Die Beklagte erließ – nachdem sie zunächst mit dem vorliegend nicht streitgegenständlichen Bescheid vom 22. November 2001 eine Befreiung der Klägerin von der Versicherungspflicht nach § 231 Abs. 6 SGB VI bestandskräftig abgelehnt hatte – den Bescheid vom 30. Januar 2002, mit dem sie die Versicherungspflicht der Klägerin als selbständige Lehrerin gemäß § 2 Satz 1 Nr. 1 SGB VI mit Wirkung ab dem 1. Januar 1996 feststellte und die Klägerin zur Zahlung einkommensgerechter Beiträge in einer Gesamthöhe von (für die Zeit vom 1. Januar 1996 bis Januar 2002) 11.642,60 Euro aufforderte.

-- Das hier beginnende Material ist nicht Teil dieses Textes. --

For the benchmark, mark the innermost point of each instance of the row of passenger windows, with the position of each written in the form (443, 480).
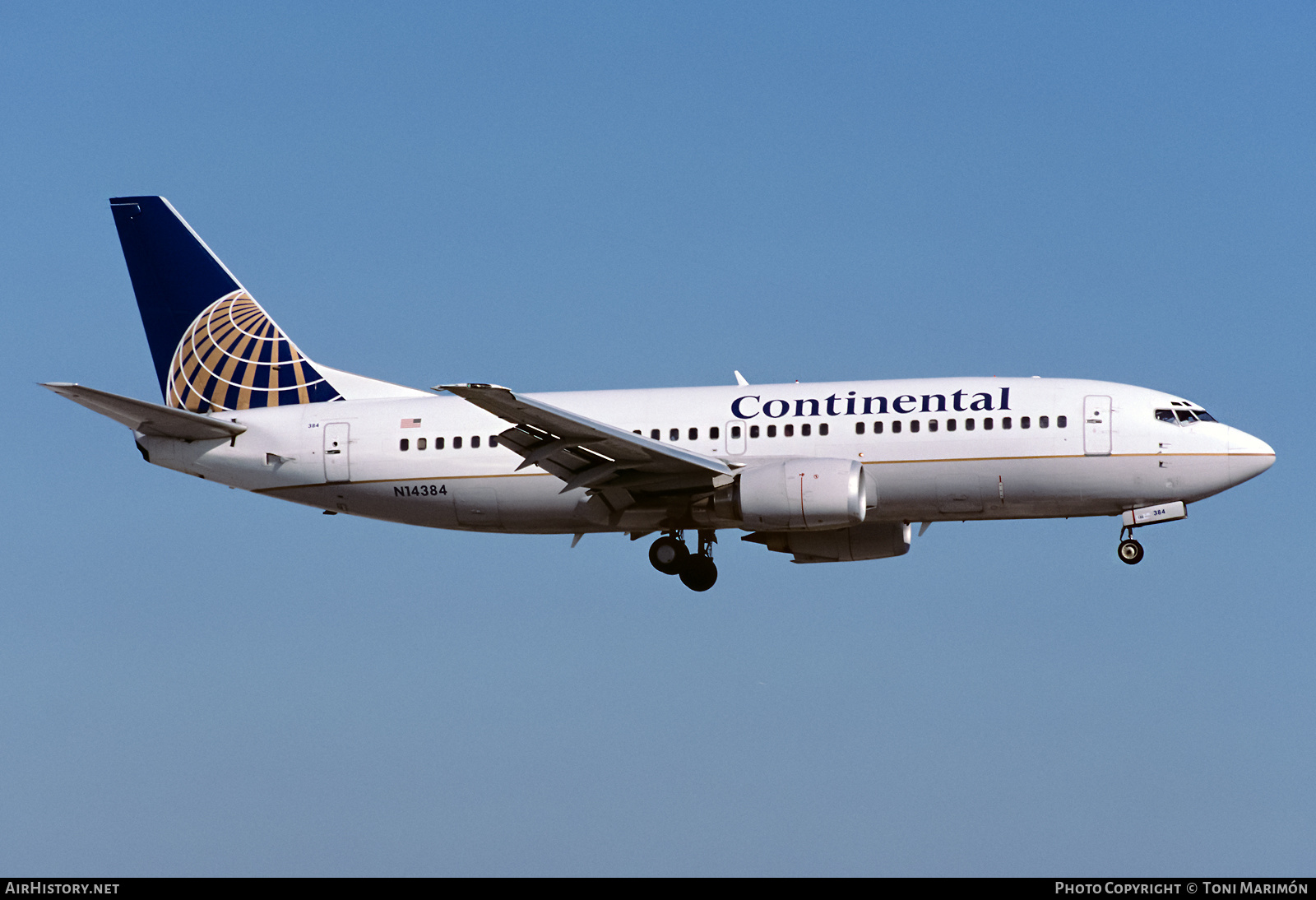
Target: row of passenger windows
(806, 429)
(421, 443)
(971, 424)
(860, 428)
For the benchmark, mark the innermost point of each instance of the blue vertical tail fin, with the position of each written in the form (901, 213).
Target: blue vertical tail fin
(215, 348)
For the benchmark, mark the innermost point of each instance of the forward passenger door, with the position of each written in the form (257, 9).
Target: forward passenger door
(1096, 427)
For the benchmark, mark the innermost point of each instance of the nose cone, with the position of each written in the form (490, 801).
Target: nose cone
(1249, 457)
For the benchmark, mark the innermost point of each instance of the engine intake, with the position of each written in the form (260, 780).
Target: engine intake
(802, 494)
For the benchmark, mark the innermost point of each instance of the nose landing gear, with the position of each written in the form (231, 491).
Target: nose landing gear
(1129, 550)
(670, 557)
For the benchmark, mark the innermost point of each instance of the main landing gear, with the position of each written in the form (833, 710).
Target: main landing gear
(1129, 550)
(670, 555)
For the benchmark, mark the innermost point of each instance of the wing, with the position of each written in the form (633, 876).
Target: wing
(585, 452)
(149, 417)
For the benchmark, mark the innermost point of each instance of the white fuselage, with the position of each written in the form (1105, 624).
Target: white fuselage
(1102, 452)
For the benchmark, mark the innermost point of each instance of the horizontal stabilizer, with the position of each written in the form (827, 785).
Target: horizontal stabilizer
(148, 417)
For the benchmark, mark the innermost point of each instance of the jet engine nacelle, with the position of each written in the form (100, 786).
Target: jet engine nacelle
(868, 541)
(796, 494)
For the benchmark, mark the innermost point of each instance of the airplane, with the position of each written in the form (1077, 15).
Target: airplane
(832, 471)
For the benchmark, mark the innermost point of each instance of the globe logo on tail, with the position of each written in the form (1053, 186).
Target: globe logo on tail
(234, 357)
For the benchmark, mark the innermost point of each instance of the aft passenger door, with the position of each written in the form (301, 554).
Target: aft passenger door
(1096, 427)
(337, 457)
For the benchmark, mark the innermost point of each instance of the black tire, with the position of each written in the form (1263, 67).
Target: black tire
(1131, 551)
(699, 573)
(669, 555)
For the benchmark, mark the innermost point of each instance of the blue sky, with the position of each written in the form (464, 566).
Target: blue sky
(572, 197)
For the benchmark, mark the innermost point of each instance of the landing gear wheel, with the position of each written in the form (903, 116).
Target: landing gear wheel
(1131, 551)
(699, 573)
(669, 555)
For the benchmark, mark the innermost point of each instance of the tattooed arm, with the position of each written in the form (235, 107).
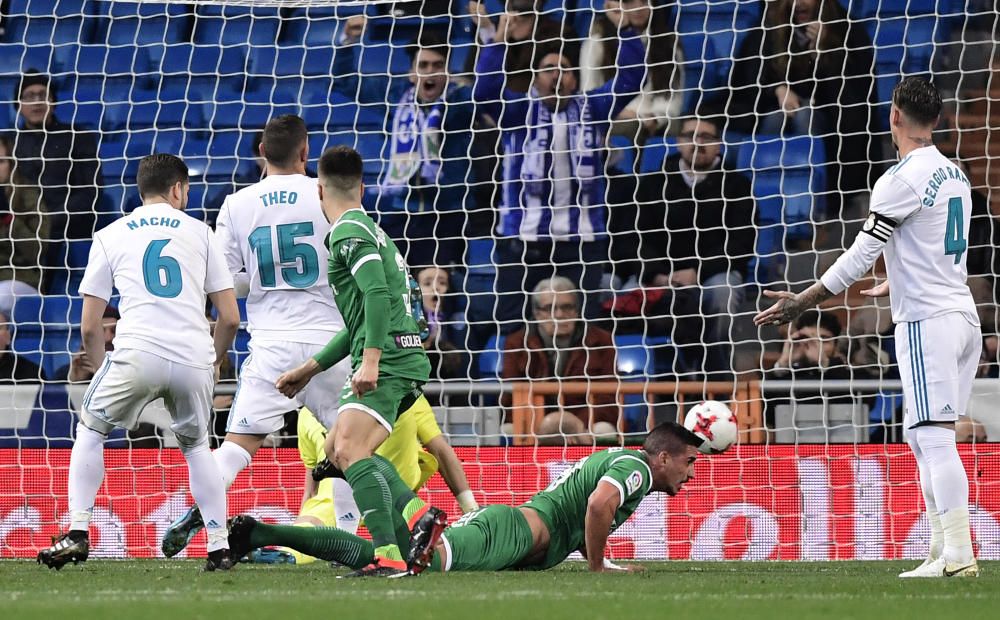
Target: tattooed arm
(791, 305)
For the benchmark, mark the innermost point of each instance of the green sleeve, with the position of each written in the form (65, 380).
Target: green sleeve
(335, 350)
(630, 476)
(370, 277)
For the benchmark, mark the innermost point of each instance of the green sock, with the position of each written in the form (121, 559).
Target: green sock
(402, 495)
(374, 498)
(325, 543)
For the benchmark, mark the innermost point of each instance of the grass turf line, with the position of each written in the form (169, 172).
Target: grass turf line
(177, 590)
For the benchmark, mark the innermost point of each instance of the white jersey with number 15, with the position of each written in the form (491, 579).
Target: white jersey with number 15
(276, 231)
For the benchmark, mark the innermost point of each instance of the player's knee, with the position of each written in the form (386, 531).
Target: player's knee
(343, 456)
(933, 438)
(192, 445)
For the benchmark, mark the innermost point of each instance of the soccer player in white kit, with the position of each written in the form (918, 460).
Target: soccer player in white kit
(163, 263)
(273, 237)
(919, 219)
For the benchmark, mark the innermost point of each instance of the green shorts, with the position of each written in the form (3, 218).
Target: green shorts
(391, 397)
(490, 539)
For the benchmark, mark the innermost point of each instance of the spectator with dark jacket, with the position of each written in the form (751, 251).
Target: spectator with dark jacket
(23, 227)
(558, 345)
(426, 183)
(13, 367)
(696, 223)
(809, 70)
(553, 214)
(58, 158)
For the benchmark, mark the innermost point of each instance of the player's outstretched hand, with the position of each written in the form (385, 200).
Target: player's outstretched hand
(780, 312)
(291, 383)
(365, 379)
(879, 290)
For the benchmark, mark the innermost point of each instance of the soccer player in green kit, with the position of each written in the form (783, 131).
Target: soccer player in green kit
(370, 287)
(577, 512)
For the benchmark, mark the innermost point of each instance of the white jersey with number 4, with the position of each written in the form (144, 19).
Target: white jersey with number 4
(163, 262)
(928, 201)
(275, 230)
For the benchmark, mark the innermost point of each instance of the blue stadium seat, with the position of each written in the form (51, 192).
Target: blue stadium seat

Zudem setzte die Beklagte die Beitragsschuld der Klägerin für weitere Zeiträume mit weiteren Bescheiden vom 6. März 2002, 4. April 2002, 29. April 2002 und 29. Juli 2002 auf zuletzt 17.267,20 Euro fest, gegen die die Klägerin ebenfalls Widerspruch einlegte, die die Beklagte mit Widerspruchsbescheid vom 15. November 2002 zurückwies.
Den Widerspruch der Klägerin gegen den Bescheid vom 30. Januar 2002 wies die Beklagte mit Widerspruchsbescheid vom 24. Juli 2002 zurück und führte zur Begründung im Einzelnen aus: Die Versicherungspflicht in der gesetzlichen Rentenversicherung für selbstständige Lehrer und Erzieher bestehe bereits seit Anfang des 20. Jahrhunderts und sei seit 1992 in § 2 Satz 1 Nr. 1 SGB VI normiert. Durch die Einführung des § 2 Satz 1 Nr. 9 SGB VI sei der Kreis der Versicherungspflichtigen im Jahre 1999 lediglich erweitert worden. Dabei bestehe eine Konkurrenzregel zwischen beiden Vorschriften dahingehend, dass die Versicherungspflicht nach § 2 Satz 1 Nr. 1 SGB VI vorrangig sei und im Falle ihres Eingreifens die Anwendung des § 2 Satz 1 Nr. 9 SGB VI ausschließe.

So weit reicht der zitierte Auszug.